2👍
Here’s what you have to do:
- Create a django website that takes data you want to display from a
database (can be sqlite) and shows it in desired format - Create a crawling script
-
Add a view that renders a form (your desired url input functionality) and starts the script. There are actually two was you
can go about it:3.1 Have the script start in the main job – freezes your site for the
user until crawling is done, but is easier to do3.2 Have it schedule a crawling job via celery or cron – all-round
better, doesn’t freeze anything, allows more flexibility, allows to
see current progress and so on, but required to set up a job queue
and generally harder to do for the first time. -
Make your script put scraped urls and required info to the same databse django is taking data from.

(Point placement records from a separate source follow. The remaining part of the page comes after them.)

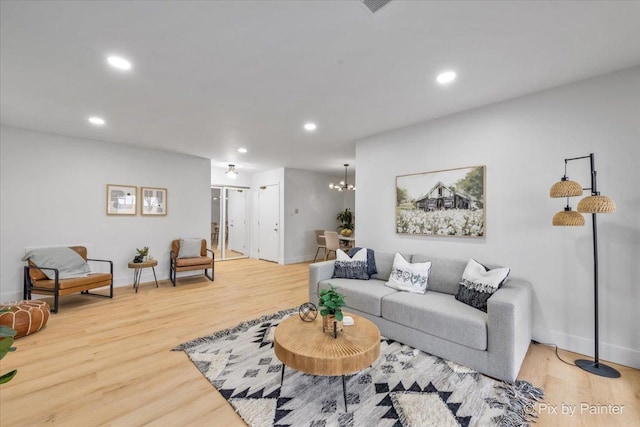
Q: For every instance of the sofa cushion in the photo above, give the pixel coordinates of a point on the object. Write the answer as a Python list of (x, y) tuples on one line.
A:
[(351, 266), (444, 275), (358, 294), (371, 259), (479, 283), (438, 314), (409, 277), (384, 264)]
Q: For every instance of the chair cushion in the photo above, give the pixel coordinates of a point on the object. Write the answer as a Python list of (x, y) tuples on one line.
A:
[(361, 295), (189, 248), (438, 314), (70, 263), (189, 262), (97, 279)]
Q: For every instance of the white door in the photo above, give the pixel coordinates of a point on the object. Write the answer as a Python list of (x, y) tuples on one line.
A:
[(236, 205), (269, 222)]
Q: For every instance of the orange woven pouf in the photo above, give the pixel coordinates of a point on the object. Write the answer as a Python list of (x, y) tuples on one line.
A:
[(26, 317)]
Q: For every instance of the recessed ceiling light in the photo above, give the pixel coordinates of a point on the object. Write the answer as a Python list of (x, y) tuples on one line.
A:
[(446, 77), (119, 63), (98, 121)]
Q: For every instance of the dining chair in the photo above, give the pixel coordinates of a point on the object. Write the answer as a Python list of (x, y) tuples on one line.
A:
[(319, 236), (331, 242)]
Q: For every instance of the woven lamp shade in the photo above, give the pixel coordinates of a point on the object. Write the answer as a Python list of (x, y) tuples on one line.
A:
[(596, 204), (568, 218), (565, 188)]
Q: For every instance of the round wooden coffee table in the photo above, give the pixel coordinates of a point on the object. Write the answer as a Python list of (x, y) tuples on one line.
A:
[(304, 347)]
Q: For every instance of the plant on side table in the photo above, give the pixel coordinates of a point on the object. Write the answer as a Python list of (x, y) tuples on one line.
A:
[(331, 303), (6, 339), (346, 222), (142, 254)]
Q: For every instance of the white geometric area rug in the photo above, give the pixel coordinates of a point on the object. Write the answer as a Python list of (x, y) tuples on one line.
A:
[(404, 387)]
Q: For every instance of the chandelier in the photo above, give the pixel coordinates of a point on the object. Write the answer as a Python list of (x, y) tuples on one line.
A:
[(232, 172), (343, 185)]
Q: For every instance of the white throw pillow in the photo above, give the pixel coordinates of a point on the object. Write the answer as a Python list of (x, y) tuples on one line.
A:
[(409, 277), (361, 255), (190, 248)]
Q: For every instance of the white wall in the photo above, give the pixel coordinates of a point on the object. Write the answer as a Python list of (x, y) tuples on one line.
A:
[(309, 204), (523, 143), (273, 177), (53, 192)]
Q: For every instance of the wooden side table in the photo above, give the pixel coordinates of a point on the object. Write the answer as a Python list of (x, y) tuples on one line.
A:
[(304, 347), (137, 271)]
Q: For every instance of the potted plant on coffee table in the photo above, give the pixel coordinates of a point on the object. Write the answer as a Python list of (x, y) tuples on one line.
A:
[(331, 303)]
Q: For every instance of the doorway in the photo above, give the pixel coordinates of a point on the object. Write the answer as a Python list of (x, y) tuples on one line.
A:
[(228, 222), (269, 222)]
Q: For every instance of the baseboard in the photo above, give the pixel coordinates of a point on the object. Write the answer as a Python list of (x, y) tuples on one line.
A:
[(610, 352), (297, 259)]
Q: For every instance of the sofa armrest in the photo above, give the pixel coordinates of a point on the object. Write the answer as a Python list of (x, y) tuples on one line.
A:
[(318, 272), (509, 319), (103, 260)]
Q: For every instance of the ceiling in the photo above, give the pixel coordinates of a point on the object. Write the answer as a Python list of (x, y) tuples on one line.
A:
[(210, 77)]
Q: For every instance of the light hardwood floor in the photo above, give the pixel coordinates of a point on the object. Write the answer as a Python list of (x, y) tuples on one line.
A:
[(108, 362)]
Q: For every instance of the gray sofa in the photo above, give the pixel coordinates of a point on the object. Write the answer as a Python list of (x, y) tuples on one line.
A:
[(493, 343)]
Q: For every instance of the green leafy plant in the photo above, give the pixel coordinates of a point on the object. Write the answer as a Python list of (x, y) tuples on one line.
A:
[(6, 339), (331, 302), (144, 251), (346, 219)]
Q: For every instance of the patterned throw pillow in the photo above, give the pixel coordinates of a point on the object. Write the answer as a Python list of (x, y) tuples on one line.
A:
[(479, 283), (346, 267), (409, 277)]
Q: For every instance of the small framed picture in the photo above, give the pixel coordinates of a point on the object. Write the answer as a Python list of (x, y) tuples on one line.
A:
[(153, 201), (121, 199)]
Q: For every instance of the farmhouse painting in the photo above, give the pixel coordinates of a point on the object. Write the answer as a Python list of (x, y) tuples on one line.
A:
[(442, 203)]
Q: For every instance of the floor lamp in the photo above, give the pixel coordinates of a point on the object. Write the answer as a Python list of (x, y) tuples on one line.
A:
[(593, 204)]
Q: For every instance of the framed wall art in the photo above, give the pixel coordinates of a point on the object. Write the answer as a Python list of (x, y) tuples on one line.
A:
[(442, 203), (153, 201), (121, 199)]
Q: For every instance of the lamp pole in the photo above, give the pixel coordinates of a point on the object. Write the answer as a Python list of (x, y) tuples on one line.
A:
[(594, 366)]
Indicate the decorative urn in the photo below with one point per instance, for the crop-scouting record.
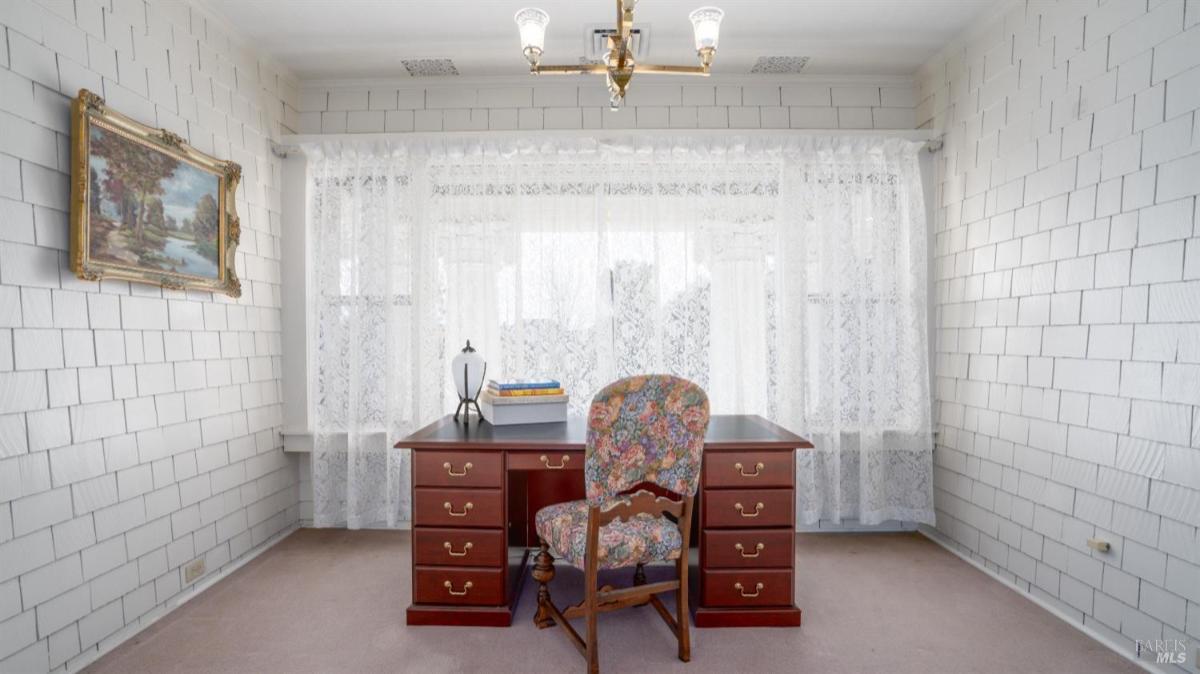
(468, 369)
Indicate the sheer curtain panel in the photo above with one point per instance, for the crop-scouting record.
(784, 275)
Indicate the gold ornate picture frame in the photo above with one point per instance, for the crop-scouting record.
(147, 206)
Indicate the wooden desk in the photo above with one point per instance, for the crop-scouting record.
(477, 489)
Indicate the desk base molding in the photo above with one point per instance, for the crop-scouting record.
(460, 615)
(747, 617)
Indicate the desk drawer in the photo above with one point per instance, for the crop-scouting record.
(749, 469)
(457, 507)
(556, 459)
(459, 547)
(457, 469)
(749, 548)
(468, 587)
(749, 588)
(747, 509)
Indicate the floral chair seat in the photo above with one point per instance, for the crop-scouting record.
(642, 540)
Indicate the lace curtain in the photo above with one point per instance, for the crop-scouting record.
(784, 275)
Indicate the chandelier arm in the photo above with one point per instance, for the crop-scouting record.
(649, 68)
(591, 68)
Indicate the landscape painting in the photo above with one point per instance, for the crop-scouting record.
(147, 206)
(150, 210)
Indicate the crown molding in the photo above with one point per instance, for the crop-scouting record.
(575, 80)
(240, 38)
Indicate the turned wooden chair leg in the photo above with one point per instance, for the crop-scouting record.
(682, 617)
(544, 572)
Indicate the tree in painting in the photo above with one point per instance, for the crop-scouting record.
(150, 210)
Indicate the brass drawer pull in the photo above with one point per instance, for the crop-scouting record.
(757, 509)
(451, 473)
(562, 464)
(757, 589)
(757, 551)
(742, 470)
(466, 548)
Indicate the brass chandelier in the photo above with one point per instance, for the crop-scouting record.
(618, 64)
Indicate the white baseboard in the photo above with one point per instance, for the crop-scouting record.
(130, 631)
(937, 537)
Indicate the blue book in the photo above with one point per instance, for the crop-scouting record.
(521, 384)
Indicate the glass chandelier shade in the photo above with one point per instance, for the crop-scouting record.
(532, 23)
(706, 25)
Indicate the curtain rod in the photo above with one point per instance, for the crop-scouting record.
(291, 143)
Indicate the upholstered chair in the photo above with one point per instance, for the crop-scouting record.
(647, 428)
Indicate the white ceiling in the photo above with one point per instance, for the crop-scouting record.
(363, 38)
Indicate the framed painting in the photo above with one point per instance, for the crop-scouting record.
(147, 206)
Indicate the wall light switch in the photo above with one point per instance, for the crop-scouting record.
(193, 571)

Now for dynamic progress display, I am by no means specialist, but I see some ways:
- Have script keep a log of events (can do it via a django model, so that events are stored in db) (e.g. “parsed url http://foo.bar“), have a page that displays events for a certain job.
- Make the whole interactive crawling process a separate application that runs an async server that sends feedback. For example do it via websockets: django serves a js file. In the js file the application connects to a websocket application (preferrably running from the same host as django) that’s doing the crawling and reporting progress over websockets. Mind you this is tricky to set up, but possible.
- You could have django display stuff from log files, but I think it could get tricky easily.
For dynamic progress display you will still need some kind of async eiher way. You could do it with long polling: have a js script on django side poll django via AJAX GET for new info to display every second or so. This technique is falling out of fashion lately (because it spams the server with expensive requests), but it still works and is quite simple.
I think the best option is to have celery jobs put crawled data and logs in a database, have django show logs and data to user and accept user input.